There were a few odd cottages here and there. Beyond the few primary streets of the village, there were no neighborhoods. No subdivisions. Just small cottages spaced randomly, as if someone had sprinkled them across the countryside with a casual wave of their hand. All the houses she saw looked as if they’d been built a hundred years ago, or more.

In the distance she caught a glimpse of something unexpected. Stones. Lots of them. A few more steps and a shift of the fog and she realized it was—or had been—a structure of some kind. As she drew closer she realized that what she’d spotted had once been a castle. A small castle, but still...a castle. The fog danced around the base of the stones, thick and white. Not much of the castle was left, but a large part of what had once been a tower remained standing. Not very sturdily, but still standing.

What little girl didn’t dream of being a princess in a castle? She had, long ago. She’d had her share of plastic tiaras and scratchy princess dresses.

It wasn’t until years later that she’d decided being queen would be much better. Queens answered to no one. They commanded; they did what they wanted to do when they wanted. I

f a queen ordered a princess to dance until she dropped, the princess would do so.

Wishes aside, she had always been a princess. She danced to a tune that was not her own, and always had.

Echo stopped for a long moment; she stared at the picture before her. Green grass and ancient gray stone, nothing and no one for miles around. This was the Ireland she had always dreamed of. She had the unexpected thought that she could live here.

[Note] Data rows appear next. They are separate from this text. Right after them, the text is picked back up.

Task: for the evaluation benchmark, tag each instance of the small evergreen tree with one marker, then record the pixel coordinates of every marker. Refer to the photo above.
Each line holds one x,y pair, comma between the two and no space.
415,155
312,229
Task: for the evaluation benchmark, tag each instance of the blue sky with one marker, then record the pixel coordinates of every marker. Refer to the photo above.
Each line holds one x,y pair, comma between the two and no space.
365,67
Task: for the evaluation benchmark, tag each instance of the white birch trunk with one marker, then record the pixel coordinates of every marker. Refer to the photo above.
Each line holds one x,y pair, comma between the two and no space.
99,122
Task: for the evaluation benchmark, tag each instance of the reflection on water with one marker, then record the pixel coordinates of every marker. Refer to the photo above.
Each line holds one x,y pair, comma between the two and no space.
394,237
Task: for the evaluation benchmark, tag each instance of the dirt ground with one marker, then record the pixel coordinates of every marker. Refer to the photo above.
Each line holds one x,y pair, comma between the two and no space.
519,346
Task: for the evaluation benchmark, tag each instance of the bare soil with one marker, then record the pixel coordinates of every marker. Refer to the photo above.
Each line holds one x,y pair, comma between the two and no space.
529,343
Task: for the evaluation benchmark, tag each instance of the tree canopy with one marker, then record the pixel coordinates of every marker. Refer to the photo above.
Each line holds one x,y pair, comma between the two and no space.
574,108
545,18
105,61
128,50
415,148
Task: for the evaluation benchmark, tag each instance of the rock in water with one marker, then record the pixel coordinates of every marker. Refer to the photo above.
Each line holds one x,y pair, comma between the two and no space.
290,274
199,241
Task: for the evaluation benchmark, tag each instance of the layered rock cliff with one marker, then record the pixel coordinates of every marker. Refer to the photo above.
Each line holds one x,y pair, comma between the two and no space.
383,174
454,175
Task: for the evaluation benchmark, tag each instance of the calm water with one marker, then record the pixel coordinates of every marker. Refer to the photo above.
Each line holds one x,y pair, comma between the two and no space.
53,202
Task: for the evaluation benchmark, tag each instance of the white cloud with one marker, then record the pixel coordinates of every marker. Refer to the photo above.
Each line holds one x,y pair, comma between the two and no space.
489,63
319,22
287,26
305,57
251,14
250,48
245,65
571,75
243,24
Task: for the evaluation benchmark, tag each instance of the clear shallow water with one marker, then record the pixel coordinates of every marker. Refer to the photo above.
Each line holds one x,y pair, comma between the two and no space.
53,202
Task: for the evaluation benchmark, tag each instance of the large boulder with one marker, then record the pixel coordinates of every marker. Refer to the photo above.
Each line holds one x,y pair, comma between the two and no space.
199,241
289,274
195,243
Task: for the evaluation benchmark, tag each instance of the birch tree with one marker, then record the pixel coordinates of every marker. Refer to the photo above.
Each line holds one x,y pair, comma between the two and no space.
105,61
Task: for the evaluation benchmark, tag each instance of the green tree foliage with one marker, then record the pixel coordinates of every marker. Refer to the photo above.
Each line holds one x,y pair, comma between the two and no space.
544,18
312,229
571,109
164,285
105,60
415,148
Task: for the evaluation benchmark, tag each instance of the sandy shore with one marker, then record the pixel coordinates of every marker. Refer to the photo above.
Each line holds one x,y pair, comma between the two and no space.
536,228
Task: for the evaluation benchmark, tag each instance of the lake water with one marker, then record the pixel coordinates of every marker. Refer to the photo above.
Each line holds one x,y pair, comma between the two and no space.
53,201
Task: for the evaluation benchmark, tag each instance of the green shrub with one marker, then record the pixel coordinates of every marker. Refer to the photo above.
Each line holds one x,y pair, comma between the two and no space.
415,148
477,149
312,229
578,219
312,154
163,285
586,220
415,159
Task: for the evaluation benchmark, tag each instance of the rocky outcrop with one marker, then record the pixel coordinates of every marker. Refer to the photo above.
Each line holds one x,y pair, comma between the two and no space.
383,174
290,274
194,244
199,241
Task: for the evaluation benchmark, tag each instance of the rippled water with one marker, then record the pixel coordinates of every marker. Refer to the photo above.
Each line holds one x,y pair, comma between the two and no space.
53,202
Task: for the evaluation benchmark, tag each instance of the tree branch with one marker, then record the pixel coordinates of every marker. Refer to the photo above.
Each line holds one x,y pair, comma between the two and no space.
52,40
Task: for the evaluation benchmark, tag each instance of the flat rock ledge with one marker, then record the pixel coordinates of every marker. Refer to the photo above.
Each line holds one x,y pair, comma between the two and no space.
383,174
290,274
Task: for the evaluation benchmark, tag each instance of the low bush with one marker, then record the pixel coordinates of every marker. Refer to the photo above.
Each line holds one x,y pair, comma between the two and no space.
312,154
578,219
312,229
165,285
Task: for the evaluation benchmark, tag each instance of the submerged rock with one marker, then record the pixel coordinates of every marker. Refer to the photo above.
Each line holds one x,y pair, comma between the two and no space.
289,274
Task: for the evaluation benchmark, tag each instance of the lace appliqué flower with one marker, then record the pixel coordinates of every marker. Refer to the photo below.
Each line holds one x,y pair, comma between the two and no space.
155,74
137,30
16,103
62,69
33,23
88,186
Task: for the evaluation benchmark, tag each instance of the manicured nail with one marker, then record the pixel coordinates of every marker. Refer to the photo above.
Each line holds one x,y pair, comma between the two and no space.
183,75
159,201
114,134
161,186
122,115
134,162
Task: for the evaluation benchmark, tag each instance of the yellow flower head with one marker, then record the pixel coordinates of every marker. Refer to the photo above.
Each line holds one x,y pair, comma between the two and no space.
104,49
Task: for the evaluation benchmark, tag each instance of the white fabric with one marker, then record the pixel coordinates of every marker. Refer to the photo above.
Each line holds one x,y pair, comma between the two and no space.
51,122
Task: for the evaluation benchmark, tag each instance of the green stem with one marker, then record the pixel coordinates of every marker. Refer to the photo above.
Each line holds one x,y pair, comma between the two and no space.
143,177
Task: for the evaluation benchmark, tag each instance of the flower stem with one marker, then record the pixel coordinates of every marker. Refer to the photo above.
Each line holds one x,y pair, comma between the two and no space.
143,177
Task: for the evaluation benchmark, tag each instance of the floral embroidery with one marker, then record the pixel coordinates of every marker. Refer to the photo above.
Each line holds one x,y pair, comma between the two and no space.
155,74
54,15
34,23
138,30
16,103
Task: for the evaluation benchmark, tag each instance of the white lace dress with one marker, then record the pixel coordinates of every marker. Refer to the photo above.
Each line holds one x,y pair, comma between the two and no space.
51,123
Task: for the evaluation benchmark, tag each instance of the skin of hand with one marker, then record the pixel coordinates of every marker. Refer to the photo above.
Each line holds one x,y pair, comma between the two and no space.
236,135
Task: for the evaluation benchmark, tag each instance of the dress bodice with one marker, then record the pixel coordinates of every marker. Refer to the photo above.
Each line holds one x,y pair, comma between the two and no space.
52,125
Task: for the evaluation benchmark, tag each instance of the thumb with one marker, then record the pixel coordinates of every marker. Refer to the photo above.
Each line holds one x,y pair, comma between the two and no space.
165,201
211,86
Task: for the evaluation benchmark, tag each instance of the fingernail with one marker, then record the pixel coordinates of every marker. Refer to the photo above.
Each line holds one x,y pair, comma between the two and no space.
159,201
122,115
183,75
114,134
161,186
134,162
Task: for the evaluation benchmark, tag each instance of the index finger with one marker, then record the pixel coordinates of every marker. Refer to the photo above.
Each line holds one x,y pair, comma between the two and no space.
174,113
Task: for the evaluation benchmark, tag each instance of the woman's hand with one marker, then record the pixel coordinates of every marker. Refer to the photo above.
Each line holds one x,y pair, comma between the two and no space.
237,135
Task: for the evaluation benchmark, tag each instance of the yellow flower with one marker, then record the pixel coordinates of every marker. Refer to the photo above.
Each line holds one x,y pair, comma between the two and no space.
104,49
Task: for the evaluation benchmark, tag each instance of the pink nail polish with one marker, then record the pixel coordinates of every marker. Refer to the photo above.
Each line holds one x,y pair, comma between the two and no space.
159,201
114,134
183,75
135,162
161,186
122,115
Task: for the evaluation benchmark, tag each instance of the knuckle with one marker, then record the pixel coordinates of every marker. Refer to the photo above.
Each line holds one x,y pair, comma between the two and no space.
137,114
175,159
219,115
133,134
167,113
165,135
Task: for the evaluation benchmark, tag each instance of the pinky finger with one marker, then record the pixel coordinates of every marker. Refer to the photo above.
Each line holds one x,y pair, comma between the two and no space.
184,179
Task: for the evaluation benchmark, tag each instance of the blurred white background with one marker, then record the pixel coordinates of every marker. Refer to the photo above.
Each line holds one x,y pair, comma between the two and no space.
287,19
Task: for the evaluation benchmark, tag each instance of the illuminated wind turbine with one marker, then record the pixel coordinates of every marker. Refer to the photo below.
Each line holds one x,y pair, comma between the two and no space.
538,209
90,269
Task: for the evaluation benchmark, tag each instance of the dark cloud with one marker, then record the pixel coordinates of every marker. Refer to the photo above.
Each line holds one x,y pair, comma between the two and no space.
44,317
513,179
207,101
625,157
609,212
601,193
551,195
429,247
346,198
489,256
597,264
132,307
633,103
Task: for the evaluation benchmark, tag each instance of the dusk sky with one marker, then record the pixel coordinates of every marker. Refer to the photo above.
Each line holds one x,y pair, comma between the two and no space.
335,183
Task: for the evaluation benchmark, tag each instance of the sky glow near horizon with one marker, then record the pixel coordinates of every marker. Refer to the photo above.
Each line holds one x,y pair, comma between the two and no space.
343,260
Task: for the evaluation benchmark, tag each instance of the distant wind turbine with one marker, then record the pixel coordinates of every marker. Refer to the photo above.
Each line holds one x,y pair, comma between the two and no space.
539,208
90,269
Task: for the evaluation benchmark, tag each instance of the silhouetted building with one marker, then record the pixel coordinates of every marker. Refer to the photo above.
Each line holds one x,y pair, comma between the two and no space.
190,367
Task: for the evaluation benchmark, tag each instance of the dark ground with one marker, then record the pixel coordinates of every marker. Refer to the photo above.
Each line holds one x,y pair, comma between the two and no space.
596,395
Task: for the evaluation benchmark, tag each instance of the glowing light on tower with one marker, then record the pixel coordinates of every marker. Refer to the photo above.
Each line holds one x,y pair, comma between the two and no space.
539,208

She could stay in this quiet and beautiful place.

No, beautiful as it was, it was not her place.

“Hello.”

Echo recognized that voice, and then she caught sight of a head of red, curling hair coming out of the fog.

“Cassidy!” Echo said, surprised and pleased. The child was not a hallucination. At least, she didn’t think so...

“You found the fairy fort,” the redheaded girl said as she drew closer, her figure moving out of the fog and into the light. “Be careful or one might try to hitch a ride home with you.”

Echo smiled. “Fairies. This castle is their fort?”

“Don’t be silly. The fort is over there.” Cassidy pointed to a slightly raised mound not far from the ruins.

“And these...” Oh, she could hardly say it! “Fairies. They’re a problem?”

“They’re usually quiet and well behaved, as long as you don’t disturb them.”

It took Echo a moment to realize the child was serious. “I will do my best. What are you doing here?”